30:31 Okay. Yeah. So that's basically Bayesian inference, right? I know how likely a fire is. I have all

30:37 of a sudden, I have this piece of data that now there is a fire. I have a set, a space of hypotheses

30:43 that could apply, try to figure out which hypothesis, start testing and figure out which one is the right

30:50 one. Maybe. Yeah. So you take your prior. So let's say there's like a, I don't know, one in 10,

30:56 a hundred thousand chance that there's a fire in the building today and a 99,999 chance there isn't.

31:03 Then you take that, that's your prior. Then you multiply it by your likelihood, which is okay.

31:10 What is the likelihood of seeing the data given that the hypothesis is true? So what's the likelihood

31:17 that the alarm would go off if there is a fire? Maybe that's pretty high. Maybe that's close to one

31:21 or a little bit lower than one. And then on the second hypothesis that there's no fire,

31:26 what's the likelihood of a false alarm today, which could actually be pretty high. Could be like one

31:32 in a thousand or even one in a hundred in some buildings. And then you multiply those together and

31:36 then you get an unnormalized posterior and that is your answer. So it's really just multiplication.

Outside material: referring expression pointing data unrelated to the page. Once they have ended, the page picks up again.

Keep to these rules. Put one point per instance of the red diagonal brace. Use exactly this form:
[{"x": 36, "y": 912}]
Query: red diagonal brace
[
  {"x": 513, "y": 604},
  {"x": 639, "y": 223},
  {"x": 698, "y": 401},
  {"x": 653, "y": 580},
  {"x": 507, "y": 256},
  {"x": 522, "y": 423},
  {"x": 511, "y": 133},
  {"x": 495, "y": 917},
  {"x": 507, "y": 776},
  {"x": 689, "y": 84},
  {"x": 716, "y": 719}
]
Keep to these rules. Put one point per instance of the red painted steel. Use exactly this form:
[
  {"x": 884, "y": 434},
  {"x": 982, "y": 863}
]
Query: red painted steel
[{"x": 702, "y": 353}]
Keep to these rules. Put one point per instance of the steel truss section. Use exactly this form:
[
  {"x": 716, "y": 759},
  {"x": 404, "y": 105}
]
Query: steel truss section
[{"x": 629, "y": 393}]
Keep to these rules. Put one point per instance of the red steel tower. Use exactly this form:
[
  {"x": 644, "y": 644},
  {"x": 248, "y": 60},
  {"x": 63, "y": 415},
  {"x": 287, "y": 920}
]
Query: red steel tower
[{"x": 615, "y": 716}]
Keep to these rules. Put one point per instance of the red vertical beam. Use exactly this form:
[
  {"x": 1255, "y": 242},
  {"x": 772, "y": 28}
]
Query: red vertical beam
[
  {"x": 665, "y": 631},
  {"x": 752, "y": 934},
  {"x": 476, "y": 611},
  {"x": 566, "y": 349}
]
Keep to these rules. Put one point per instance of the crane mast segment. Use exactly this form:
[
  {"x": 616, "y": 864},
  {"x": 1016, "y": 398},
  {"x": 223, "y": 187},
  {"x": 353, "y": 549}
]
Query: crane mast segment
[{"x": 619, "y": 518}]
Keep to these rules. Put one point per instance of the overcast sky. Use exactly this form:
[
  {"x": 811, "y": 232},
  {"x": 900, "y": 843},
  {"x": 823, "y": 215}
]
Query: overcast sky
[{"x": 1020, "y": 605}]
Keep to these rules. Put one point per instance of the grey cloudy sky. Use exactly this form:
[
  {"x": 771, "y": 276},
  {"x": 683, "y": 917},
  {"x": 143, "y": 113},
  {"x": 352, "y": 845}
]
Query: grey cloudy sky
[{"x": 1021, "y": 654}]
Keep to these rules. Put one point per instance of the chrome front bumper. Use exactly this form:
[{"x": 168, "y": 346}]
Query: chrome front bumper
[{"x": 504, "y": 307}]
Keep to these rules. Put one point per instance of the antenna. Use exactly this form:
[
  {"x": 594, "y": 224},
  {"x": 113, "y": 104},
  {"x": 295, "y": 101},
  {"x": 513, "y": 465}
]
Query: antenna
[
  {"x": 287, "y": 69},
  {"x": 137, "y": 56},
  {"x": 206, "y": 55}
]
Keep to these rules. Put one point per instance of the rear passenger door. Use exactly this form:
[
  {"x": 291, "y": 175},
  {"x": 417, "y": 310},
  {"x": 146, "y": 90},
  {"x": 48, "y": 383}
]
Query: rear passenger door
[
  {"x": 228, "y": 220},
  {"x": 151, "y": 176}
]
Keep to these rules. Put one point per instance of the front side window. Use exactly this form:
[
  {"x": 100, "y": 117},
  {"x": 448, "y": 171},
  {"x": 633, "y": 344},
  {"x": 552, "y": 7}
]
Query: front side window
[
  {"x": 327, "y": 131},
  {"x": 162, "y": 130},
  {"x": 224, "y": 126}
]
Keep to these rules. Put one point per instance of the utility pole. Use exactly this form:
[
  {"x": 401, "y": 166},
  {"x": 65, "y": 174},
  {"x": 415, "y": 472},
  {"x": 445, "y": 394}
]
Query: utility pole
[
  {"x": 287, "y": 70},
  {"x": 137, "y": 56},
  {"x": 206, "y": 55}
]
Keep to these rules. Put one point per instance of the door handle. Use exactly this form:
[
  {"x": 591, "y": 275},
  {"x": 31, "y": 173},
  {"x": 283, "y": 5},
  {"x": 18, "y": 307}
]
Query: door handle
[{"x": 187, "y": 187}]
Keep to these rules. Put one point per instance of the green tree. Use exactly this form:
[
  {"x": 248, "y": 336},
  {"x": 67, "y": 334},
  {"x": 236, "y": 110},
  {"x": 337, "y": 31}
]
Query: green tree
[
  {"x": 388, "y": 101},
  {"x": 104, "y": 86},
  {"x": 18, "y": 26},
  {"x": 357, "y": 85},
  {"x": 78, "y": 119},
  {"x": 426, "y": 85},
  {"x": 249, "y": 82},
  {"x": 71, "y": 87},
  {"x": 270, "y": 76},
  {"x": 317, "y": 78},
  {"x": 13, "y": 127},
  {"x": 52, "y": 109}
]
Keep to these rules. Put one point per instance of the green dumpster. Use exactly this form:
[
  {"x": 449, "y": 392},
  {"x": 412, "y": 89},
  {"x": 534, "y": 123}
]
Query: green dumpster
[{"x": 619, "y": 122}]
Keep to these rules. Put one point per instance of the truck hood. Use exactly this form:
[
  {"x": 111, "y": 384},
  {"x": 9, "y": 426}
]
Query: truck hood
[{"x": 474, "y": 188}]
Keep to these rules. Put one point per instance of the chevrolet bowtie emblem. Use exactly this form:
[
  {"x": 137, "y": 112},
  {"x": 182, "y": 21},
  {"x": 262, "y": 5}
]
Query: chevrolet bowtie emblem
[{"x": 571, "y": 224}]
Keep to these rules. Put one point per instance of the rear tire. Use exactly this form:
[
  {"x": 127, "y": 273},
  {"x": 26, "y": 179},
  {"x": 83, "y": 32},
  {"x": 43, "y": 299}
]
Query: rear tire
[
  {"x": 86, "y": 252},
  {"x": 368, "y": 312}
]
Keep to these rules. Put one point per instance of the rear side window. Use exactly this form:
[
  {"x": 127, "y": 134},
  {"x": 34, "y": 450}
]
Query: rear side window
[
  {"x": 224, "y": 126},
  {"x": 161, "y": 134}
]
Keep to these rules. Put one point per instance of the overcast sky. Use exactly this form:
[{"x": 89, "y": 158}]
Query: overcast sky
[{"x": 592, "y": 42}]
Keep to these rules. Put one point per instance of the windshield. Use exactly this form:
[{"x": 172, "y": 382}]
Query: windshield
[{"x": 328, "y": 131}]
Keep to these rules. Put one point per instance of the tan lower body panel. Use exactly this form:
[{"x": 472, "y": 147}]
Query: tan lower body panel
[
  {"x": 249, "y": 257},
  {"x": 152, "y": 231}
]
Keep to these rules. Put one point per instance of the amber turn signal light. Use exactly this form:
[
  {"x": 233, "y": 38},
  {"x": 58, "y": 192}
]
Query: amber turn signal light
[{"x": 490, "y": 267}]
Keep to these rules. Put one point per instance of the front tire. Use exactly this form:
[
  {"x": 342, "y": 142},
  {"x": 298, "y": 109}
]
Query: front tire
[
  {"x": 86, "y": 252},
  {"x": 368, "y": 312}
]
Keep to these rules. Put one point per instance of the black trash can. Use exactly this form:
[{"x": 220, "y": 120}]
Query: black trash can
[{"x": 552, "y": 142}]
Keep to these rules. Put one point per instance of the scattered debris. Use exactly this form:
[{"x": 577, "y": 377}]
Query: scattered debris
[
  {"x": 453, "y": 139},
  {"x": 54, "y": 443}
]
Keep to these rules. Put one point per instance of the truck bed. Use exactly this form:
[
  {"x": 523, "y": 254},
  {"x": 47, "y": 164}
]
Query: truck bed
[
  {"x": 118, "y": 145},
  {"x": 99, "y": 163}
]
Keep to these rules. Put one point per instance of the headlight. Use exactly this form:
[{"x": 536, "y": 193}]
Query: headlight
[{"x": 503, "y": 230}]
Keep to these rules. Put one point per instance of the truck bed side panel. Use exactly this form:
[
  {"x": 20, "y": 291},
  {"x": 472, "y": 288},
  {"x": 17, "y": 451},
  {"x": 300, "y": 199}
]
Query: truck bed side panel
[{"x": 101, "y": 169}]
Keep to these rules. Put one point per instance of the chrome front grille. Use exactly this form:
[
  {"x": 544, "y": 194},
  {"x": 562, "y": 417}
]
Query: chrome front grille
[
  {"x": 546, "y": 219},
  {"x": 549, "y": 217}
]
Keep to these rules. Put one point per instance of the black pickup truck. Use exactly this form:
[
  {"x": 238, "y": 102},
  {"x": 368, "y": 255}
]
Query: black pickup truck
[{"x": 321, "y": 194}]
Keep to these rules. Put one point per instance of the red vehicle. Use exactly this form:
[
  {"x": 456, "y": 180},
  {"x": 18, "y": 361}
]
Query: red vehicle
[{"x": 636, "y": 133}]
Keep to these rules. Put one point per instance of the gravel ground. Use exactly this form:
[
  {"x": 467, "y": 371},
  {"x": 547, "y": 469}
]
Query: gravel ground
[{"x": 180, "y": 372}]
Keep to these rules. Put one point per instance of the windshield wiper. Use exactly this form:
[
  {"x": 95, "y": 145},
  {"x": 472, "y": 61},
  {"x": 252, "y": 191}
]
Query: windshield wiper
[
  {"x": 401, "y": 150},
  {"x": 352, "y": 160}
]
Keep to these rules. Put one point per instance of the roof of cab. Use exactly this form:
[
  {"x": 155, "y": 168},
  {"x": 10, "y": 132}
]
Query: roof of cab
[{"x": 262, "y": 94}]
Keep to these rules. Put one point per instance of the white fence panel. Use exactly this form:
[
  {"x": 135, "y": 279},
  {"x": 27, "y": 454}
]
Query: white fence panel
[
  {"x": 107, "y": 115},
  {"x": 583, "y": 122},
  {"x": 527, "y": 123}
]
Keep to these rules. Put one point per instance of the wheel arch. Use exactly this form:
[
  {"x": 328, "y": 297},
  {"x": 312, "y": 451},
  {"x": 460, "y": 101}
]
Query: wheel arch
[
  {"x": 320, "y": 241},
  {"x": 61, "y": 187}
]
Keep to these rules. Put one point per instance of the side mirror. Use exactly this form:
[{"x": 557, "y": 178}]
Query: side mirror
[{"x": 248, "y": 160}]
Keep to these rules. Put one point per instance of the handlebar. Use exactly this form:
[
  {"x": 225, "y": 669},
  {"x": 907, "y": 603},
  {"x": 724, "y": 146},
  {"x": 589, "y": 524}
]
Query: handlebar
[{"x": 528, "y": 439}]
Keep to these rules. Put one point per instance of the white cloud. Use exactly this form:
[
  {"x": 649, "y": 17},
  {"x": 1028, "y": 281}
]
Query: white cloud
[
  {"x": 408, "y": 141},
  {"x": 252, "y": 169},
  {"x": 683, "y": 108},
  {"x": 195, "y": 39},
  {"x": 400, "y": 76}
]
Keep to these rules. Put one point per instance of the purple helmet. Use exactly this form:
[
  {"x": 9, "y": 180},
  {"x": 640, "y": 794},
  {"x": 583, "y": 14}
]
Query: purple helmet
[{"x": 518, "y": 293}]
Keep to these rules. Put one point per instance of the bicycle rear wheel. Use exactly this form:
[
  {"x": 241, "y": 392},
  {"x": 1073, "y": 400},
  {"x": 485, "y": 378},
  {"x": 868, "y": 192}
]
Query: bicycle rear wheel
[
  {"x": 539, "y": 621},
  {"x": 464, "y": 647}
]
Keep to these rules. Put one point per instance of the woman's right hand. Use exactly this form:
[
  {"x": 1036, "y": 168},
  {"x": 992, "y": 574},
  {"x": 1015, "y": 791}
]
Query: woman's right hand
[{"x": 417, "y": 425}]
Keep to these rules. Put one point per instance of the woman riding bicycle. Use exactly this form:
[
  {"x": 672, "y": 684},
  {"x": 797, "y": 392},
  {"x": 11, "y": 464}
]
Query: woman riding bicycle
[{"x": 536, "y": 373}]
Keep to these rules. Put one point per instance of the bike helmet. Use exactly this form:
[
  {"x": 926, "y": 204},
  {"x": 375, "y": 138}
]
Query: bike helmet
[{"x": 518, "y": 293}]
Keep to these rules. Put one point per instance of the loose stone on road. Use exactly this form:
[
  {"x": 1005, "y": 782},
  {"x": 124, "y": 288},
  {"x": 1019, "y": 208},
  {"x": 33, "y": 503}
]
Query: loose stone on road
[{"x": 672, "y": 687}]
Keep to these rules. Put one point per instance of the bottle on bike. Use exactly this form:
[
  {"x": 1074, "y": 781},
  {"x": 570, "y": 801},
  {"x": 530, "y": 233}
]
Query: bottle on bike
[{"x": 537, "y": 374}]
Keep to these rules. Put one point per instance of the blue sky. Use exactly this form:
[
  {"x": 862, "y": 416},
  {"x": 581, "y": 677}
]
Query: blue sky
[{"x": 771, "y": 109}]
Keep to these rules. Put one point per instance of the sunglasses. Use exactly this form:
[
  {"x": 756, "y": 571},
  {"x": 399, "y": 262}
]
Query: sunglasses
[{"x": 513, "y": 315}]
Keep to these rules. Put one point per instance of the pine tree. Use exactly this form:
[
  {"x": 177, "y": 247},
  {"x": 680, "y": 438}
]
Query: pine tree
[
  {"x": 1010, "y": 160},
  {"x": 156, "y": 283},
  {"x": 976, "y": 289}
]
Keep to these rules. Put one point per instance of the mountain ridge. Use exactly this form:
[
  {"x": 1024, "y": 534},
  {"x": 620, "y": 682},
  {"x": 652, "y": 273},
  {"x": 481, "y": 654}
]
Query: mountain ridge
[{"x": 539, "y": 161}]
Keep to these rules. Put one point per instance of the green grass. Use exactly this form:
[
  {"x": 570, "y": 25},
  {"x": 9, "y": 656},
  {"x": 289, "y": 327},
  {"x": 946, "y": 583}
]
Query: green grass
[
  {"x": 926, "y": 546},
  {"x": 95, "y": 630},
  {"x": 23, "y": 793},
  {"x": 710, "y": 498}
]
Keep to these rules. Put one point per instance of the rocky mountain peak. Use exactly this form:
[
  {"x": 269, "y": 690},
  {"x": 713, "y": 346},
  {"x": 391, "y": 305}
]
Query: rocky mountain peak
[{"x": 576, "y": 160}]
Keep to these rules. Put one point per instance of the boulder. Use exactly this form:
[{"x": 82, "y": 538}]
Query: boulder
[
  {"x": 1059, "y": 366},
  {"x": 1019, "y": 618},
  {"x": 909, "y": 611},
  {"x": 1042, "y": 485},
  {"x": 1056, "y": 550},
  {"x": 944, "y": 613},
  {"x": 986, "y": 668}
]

31:40 Yeah. It's like simple fractions once you have all the pieces, right? So it's a pretty simple

31:45 algorithm. It's very hard to describe through audio, but it's much better visually if you want to check it

31:51 out. I've been struggling to describe it through audio for, you know, for the last year and a half,

31:55 but I do the best I can.

31:57 This is like describing code. You can only take it so precisely.

32:00 Yeah.

32:00 This portion of Talk Python To Me is brought to you by Tidelift. Tidelift is the first managed

32:07 open source subscription, giving you commercial support and maintenance for the open source

32:12 dependencies you use to build your applications. And with Tidelift, you not only get more dependable

32:17 software, but you pay the maintainers of the exact packages you're using, which means your software

32:22 will keep getting better. The Tidelift subscription covers millions of open source projects across

32:27 Python, JavaScript, Java, PHP, Ruby, .NET, and more. And the subscription includes security updates,

32:33 licensing, verification, and indemnification, maintenance and code improvements, package selection,

32:38 and version guidance, roadmap input, and tooling and cloud integration. The bottom line is you get the

32:44 capabilities you'd expect and require from commercial software. But now for all the key open source

32:50 software you depend upon. Just visit talkpython.fm/Tidelift to get started today.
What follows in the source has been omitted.